Similar Struggles Over the boundaries of racism and discrimination have been playing out across higher education campuses. Protests have erupted over cultural appropriation, controversial speakers, ‘triggering’ content in course material, and – in the variation certainly most familiar to the Oxford student – institutional commemorations of bigoted historical figures. Does Oriel’s statue of Cecil Rhodes signal that Oxford is an exclusionary space? How about a residential college named after an unapologetic defender of slavery? Or a law school crest that pays homage to a slave-owning family?

These questions are the foundation of what Kennedy calls the “dememorialisation struggles”: on the one hand are student-led calls to eliminate symbols celebrating racists and bigots; on the other, there are cries to preserve history and the sanctity of free speech. We had Rhodes Must Fall here at Oxford; Princeton saw protests over the Woodrow Wilson School; Yale over Calhoun College; Harvard over the Royall Crest. There have been similar denunciations of vestiges of the Confederacy, like statues of Confederate soldiers and representations of the Confederate flag.

“For all of these,” Kennedy says, “my basic thing is, as a presumption, addition rather than subtraction. I don’t want people to lose sight, too much, of what’s in the past. Yeah, there was a guy named Robert E Lee, and Robert E Lee was a quite substantial person, admirable in certain respects, but this person who was admirable in certain respects fought for the Confederacy, which was willing to go to war to maintain a system that allowed for and that actually reinforced a regime of making people property. I want people to remember that boy, wasn’t that screwed up? And didn’t even people who were admirable in certain ways fall into that? That’s a hell of a cautionary tale. I want the cautionary tales to stick around.”

“Now, when somebody talks about Thomas Jefferson,” he continues. “I want the Jefferson story to be fully out there. Here’s this guy who wrote wonderful things about liberty, and the pursuit of happiness, and all men are created equal, and he was a damned hypocrite. I want that out there too, I want the whole thing out there, but we are going to keep the Jefferson Memorial. Okay, I can live with that. And I would say the same thing, by the way, about Rhodes.”

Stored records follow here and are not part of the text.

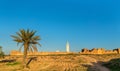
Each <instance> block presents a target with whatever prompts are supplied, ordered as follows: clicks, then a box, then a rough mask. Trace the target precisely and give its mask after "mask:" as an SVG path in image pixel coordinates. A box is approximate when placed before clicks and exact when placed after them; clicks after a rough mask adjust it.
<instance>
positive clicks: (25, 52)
mask: <svg viewBox="0 0 120 71" xmlns="http://www.w3.org/2000/svg"><path fill="white" fill-rule="evenodd" d="M27 49H28V43H25V44H24V54H23V67H25V68H26V67H28V66H27V63H26V58H27Z"/></svg>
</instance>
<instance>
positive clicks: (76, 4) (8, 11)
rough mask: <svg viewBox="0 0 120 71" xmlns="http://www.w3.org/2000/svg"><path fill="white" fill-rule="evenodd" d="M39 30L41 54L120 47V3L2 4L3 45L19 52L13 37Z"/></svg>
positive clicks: (11, 2) (99, 1)
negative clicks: (68, 45)
mask: <svg viewBox="0 0 120 71" xmlns="http://www.w3.org/2000/svg"><path fill="white" fill-rule="evenodd" d="M28 28H29V29H31V30H36V31H37V33H36V34H37V35H40V36H41V38H42V40H41V41H40V43H41V44H42V47H39V51H56V50H60V51H65V45H66V42H67V40H68V41H69V43H70V46H71V51H76V52H78V51H80V50H81V49H82V48H89V49H91V48H106V49H114V48H119V47H120V0H0V45H1V46H2V47H3V50H4V51H5V52H6V53H9V51H10V50H18V48H19V47H17V45H16V42H14V41H12V38H11V37H10V35H13V34H15V32H17V31H19V29H28Z"/></svg>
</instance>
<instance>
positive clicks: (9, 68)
mask: <svg viewBox="0 0 120 71" xmlns="http://www.w3.org/2000/svg"><path fill="white" fill-rule="evenodd" d="M31 57H36V58H34V59H33V60H32V61H31V62H30V63H29V68H24V69H23V67H22V60H23V59H22V56H5V58H4V59H7V60H11V59H13V60H16V61H14V62H1V63H0V71H113V70H110V69H109V68H107V67H106V66H104V64H106V63H108V62H109V61H110V60H112V59H118V58H120V55H119V54H109V55H81V54H66V55H41V56H28V57H27V61H29V60H30V59H31ZM1 60H3V59H1ZM115 71H117V70H115Z"/></svg>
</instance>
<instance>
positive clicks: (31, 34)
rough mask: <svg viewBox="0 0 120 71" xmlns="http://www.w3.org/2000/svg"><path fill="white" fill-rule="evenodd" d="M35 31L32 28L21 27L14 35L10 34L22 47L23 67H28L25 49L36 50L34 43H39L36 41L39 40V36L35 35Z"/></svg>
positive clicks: (17, 42)
mask: <svg viewBox="0 0 120 71" xmlns="http://www.w3.org/2000/svg"><path fill="white" fill-rule="evenodd" d="M35 33H36V31H33V30H32V31H30V30H29V29H27V30H24V29H22V30H20V31H19V32H16V35H12V37H13V39H14V41H15V42H17V45H18V44H19V43H21V45H22V46H23V47H24V51H23V67H28V66H27V63H26V58H27V51H37V48H36V44H38V45H40V44H39V42H38V40H41V39H40V36H35ZM40 46H41V45H40ZM20 48H21V47H20Z"/></svg>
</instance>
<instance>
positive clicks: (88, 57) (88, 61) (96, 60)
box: [82, 56, 110, 71]
mask: <svg viewBox="0 0 120 71" xmlns="http://www.w3.org/2000/svg"><path fill="white" fill-rule="evenodd" d="M82 57H84V58H85V59H87V60H88V62H90V64H92V65H91V67H88V71H110V70H109V69H108V68H106V67H105V66H102V62H100V61H98V60H96V59H95V58H93V57H89V56H82Z"/></svg>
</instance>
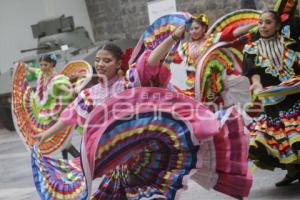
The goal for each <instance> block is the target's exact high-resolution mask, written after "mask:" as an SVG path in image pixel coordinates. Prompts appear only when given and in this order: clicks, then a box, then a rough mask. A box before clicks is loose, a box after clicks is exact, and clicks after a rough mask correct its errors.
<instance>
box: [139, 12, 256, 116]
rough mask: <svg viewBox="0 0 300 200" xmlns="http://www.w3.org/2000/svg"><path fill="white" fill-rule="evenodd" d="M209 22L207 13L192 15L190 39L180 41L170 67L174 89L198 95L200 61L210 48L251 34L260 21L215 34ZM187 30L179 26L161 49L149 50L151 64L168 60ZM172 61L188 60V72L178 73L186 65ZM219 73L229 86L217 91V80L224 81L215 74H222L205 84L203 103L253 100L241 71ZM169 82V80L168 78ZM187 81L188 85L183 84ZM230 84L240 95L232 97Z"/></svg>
mask: <svg viewBox="0 0 300 200" xmlns="http://www.w3.org/2000/svg"><path fill="white" fill-rule="evenodd" d="M208 25H209V24H208V18H207V16H206V15H205V14H201V15H198V16H194V17H192V24H191V28H190V29H189V33H190V39H189V40H188V41H186V42H183V43H180V45H179V47H178V50H177V51H176V53H175V55H174V56H173V58H172V60H171V67H170V68H171V73H172V76H170V77H171V84H172V88H173V89H174V90H175V91H177V92H180V93H183V94H185V95H187V96H192V97H194V96H195V73H196V71H197V69H196V68H197V66H199V65H197V64H198V62H199V60H200V59H201V57H202V56H204V54H205V53H206V52H207V50H208V49H209V48H210V47H211V46H212V45H213V44H215V43H218V42H221V41H233V40H235V39H236V38H237V37H238V36H241V35H243V34H245V33H247V32H248V31H249V30H250V29H251V28H252V27H254V26H255V25H256V24H255V23H250V24H249V25H245V26H241V27H238V28H237V27H234V26H232V27H231V28H229V29H226V31H224V32H220V33H216V34H211V35H208V34H206V32H207V29H208ZM185 31H186V27H185V26H181V27H179V28H177V29H176V30H175V31H174V32H173V34H172V35H171V36H170V37H168V38H167V39H165V40H164V41H163V42H162V43H161V44H160V45H159V46H158V47H157V48H155V49H154V50H153V51H152V53H151V54H150V53H149V52H148V53H145V56H146V57H145V58H144V59H146V60H147V61H148V63H149V64H150V65H154V66H156V65H158V64H159V62H160V60H165V58H166V55H167V54H168V53H169V52H170V50H171V48H172V47H173V45H174V44H175V42H178V41H179V40H181V39H183V37H184V33H185ZM148 57H149V58H148ZM167 59H168V58H167ZM172 63H175V64H178V63H184V65H183V66H184V69H185V73H184V74H182V73H181V72H179V73H180V74H178V70H180V68H181V69H182V65H180V66H178V65H174V64H172ZM164 71H166V70H164ZM219 73H221V75H220V76H221V77H222V79H223V80H224V81H223V82H226V83H222V84H221V85H225V87H224V88H223V90H221V89H220V90H221V91H215V90H216V89H215V88H214V87H215V85H220V83H215V82H219V81H220V80H215V82H214V81H213V77H214V76H216V77H218V75H212V77H210V78H208V79H211V80H210V81H211V82H210V83H203V84H206V88H205V91H203V93H204V94H205V95H203V97H202V98H201V99H199V100H200V101H201V102H204V103H211V102H212V103H215V104H216V105H221V104H222V106H225V107H229V106H231V105H233V104H237V103H242V104H243V103H245V102H248V101H249V100H250V93H249V92H248V91H247V90H248V84H247V83H248V80H246V79H245V78H243V77H242V76H240V75H239V72H237V71H236V70H234V69H225V70H224V71H223V72H219ZM182 77H184V78H185V80H184V79H182ZM225 79H226V81H225ZM165 81H167V82H168V80H166V79H165ZM229 82H230V83H229ZM183 83H185V84H184V85H183ZM234 83H235V84H234ZM229 85H231V86H230V87H234V88H235V90H236V91H240V95H239V97H235V98H232V97H230V95H229V94H230V90H231V89H232V88H227V87H228V86H229ZM245 85H246V87H245ZM221 93H222V95H221ZM233 99H234V100H233ZM214 110H215V109H214ZM215 111H216V110H215Z"/></svg>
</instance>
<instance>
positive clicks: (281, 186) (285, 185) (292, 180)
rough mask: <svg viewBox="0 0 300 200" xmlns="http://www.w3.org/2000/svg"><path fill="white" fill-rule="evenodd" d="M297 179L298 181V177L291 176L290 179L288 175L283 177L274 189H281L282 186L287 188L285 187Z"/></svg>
mask: <svg viewBox="0 0 300 200" xmlns="http://www.w3.org/2000/svg"><path fill="white" fill-rule="evenodd" d="M297 179H299V176H298V175H297V176H293V177H290V176H289V175H285V177H284V178H283V179H282V180H281V181H279V182H277V183H276V184H275V185H276V187H282V186H287V185H290V184H291V183H292V182H294V181H296V180H297Z"/></svg>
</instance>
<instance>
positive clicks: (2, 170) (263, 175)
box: [0, 130, 300, 200]
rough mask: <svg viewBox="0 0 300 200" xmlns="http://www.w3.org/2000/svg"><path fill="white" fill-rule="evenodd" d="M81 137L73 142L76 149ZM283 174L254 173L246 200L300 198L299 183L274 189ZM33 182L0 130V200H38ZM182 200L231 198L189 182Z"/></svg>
mask: <svg viewBox="0 0 300 200" xmlns="http://www.w3.org/2000/svg"><path fill="white" fill-rule="evenodd" d="M79 142H80V136H79V135H77V136H75V137H74V139H73V143H74V144H75V145H77V146H78V144H79ZM283 175H284V172H282V171H281V170H277V171H275V172H269V171H261V170H256V171H255V173H254V183H253V187H252V190H251V194H250V197H249V199H260V200H265V199H299V198H300V190H299V188H300V187H299V186H300V184H294V185H292V186H289V187H285V188H275V187H274V183H275V182H276V181H277V180H279V179H281V178H282V176H283ZM38 199H39V197H38V195H37V193H36V191H35V187H34V184H33V181H32V174H31V167H30V155H29V153H28V152H27V151H26V149H25V147H24V145H23V144H22V142H21V139H20V138H19V136H18V135H17V134H16V133H15V132H9V131H6V130H0V200H38ZM181 199H182V200H195V199H197V200H206V199H213V200H216V199H222V200H223V199H232V198H230V197H228V196H225V195H223V194H221V193H218V192H214V191H206V190H205V189H203V188H201V187H200V186H199V185H197V184H196V183H195V182H194V181H190V182H189V189H188V191H186V192H184V193H183V194H182V198H181Z"/></svg>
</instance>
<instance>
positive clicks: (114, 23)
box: [86, 0, 272, 41]
mask: <svg viewBox="0 0 300 200" xmlns="http://www.w3.org/2000/svg"><path fill="white" fill-rule="evenodd" d="M147 2H149V0H148V1H147V0H86V4H87V8H88V13H89V17H90V19H91V23H92V27H93V31H94V36H95V40H96V41H100V40H106V39H137V38H139V37H140V35H141V34H142V32H143V31H144V30H145V28H146V27H147V25H148V23H149V20H148V11H147ZM253 2H255V4H256V7H257V9H265V8H268V7H270V5H272V0H254V1H252V0H244V1H243V0H176V5H177V10H178V11H187V12H190V13H192V14H195V13H206V14H207V15H208V17H209V19H210V22H211V23H212V22H213V21H215V20H216V19H218V18H219V17H221V16H223V15H224V14H226V13H229V12H231V11H234V10H236V9H240V8H241V6H247V5H248V6H251V3H252V4H253Z"/></svg>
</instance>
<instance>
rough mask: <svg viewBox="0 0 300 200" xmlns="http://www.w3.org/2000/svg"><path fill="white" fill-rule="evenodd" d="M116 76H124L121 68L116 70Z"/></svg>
mask: <svg viewBox="0 0 300 200" xmlns="http://www.w3.org/2000/svg"><path fill="white" fill-rule="evenodd" d="M117 74H118V76H124V75H125V73H124V71H123V70H122V69H121V68H119V69H118V71H117Z"/></svg>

At the beginning of my conversation with him, Kennedy told me the advice he always gives to American students heading to Oxford – a lesson based on the deep regret he says he feels about how he treated his time at Balliol. And maybe it applies here too, to those of us who risk letting Oxford’s flaws blind us to the privilege of being able to study within its walls. His suggestion was this: Be in awe. Be impressed. And take advantage of the opportunity for deep reading and study at this unique academic institution.